We first note that the right-hand side of the equation is odd. We therefore know that $x^2$ is odd, and therefore $x$ is odd. One of the neighbors of $x$ must therefore be divisible by $4$, and we therefore have $x=2^{p}a\pm 1$ with $p>1$ and $a$ odd.

Let us first assume $x=2^{p}a+1$. If $a>1$, we first note that $x^2-1=2^{p+1}a(2^{p-1}a+1)$ holds, and therefore, since $y$ must contain all odd factors of $x^2-1$, $$y\ge 3(2^{p-1}a+1)>2^{p}a+1=x,$$ which contradicts $x>y$. We therefore have $a=1$, and $x=2^p+1$. The only possible value for $y$ is then $2^{p-1}+1$, since $b(2^{p-1}+1)>2^p+1=x$ holds for any $b>1$. Any possible solution in this case must therefore have $x=2^p+1$, $y=2^{p-1}+1$ and therefore $z=p+1$. If $p=2$, we obtain $x=5$ and $y=z=3$, which contradicts $y>z$. For any $p>2$ however, we obviously have $x>y$ and $y>z$ holds, since $2^{p-1}+1>p+1⟺2^{p-1}>p$ is certainly true. All tripels $(2^p+1,2^{p-1}+1,p+1)$ are therefore solutions for $p>2$.

Now let us assume $x=2^{p}a-1$. If $a>1$, we have $x^2-1=2^{p+1}a(2^{p-1}a-1)$, and therefore $$y\ge 3(2^{p-1}a+1)=2^{p}a-1+2^{p-1}a-2>2^{p}a-1+2^p-2>x,$$ which again contradicts $x>y$, and we once again have $a=1$. If $x=2^p-1$, possible values for $y$ are either $y=2^{p-1}-1$ or $y=2(2^{p-1}-1)$, since $b(2^{p-1}-1)>2^p-1$ for any $b>2$. We therefore have two further groups of solutions.

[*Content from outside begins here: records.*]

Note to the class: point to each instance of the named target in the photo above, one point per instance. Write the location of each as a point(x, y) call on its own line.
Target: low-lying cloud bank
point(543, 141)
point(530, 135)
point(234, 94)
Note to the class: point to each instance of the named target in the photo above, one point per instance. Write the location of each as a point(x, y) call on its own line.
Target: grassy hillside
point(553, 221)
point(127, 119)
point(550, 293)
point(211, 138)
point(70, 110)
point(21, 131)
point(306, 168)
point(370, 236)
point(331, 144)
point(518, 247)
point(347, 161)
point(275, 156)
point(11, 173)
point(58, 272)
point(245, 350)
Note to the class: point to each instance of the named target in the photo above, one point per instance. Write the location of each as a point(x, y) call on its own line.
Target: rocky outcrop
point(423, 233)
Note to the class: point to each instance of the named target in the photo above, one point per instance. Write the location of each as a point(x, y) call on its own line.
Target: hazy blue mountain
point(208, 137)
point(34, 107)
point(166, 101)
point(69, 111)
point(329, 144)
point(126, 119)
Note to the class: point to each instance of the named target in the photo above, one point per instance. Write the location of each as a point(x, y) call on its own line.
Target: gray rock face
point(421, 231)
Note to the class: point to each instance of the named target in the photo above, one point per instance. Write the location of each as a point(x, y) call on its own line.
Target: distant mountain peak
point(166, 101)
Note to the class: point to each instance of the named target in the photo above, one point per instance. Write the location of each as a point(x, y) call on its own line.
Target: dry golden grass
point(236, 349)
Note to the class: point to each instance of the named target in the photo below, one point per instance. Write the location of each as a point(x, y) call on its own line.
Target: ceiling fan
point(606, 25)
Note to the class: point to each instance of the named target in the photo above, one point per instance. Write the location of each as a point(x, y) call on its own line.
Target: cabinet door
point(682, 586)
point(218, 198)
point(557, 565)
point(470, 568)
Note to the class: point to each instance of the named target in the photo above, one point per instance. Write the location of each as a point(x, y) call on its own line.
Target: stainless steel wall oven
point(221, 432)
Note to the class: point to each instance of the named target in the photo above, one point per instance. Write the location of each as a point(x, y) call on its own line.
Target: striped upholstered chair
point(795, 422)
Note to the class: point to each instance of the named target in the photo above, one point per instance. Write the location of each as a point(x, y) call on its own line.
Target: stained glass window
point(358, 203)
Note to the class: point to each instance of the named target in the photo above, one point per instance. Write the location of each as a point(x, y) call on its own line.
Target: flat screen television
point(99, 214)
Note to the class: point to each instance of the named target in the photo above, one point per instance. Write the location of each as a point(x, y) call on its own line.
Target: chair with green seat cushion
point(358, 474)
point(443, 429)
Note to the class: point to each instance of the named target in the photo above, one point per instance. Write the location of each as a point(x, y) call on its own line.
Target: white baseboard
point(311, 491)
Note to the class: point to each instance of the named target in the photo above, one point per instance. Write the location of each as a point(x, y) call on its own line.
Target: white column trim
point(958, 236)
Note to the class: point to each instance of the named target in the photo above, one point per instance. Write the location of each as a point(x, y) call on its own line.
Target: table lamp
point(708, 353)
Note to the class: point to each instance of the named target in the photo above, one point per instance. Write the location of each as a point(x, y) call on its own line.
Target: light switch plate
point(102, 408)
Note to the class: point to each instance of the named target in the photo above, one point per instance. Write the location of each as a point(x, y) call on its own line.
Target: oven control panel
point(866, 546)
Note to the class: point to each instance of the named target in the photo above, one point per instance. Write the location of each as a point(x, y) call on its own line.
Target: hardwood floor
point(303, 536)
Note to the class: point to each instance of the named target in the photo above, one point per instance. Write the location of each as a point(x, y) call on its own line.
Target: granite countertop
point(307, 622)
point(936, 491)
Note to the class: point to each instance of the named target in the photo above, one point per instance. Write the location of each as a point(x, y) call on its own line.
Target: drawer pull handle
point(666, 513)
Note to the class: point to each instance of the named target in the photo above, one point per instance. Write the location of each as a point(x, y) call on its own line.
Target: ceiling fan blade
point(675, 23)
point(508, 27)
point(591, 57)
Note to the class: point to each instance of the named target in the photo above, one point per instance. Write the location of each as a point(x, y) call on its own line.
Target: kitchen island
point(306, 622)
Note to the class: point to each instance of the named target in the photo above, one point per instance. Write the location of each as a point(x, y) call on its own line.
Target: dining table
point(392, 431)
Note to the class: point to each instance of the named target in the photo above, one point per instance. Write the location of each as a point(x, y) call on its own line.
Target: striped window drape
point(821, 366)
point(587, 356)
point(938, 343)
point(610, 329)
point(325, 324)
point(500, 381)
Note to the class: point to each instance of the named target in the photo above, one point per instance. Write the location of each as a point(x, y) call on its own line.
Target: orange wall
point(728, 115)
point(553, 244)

In the first case, we have $x=2^p-1$, $y=2^{p-1}-1$ and therefore $z=p+1$. If $p=2$, we obtain $x=3$, $y=1$ and $z=3$, which contradicts $y>z$. If $p=3$, we obtain $x=7$, $y=3$ and $z=4$ again contradicting $y>z$. If $p\ge 4$ however, $y>z$ holds, since $2^{p-1}-1>p+1⟺2^{p-1}>p+2$ is certainly true. All tripels $(2^p-1,2^{p-1}-1,p+1)$ are therefore solutions for $p>3$.

Finally, if $x=2^p-1$ and $y=2^p-2$, we have $z=p$. If $p=2$, we obtain $x=3$ and $y=z=2$, which again contradicts $y>z$. If $p>2$ however, $y>z$ holds, since $2^p-2>p⟺2^p>p+2$ is again true. All tripels $(2^p-1,2^p-2,p)$ are therefore also solutions for $p>2$.

Summarizing, the solutions are given by the tripels $$\begin{array}{l}(2^p+1,2^{p-1}+1,p+1)\text{for }p>2,\\ (2^p-1,2^{p-1}-1,p+1)\text{for }p>3,\\ \text{and }(2^p-1,2^p-2,p)\text{for }p>2.\end{array}$$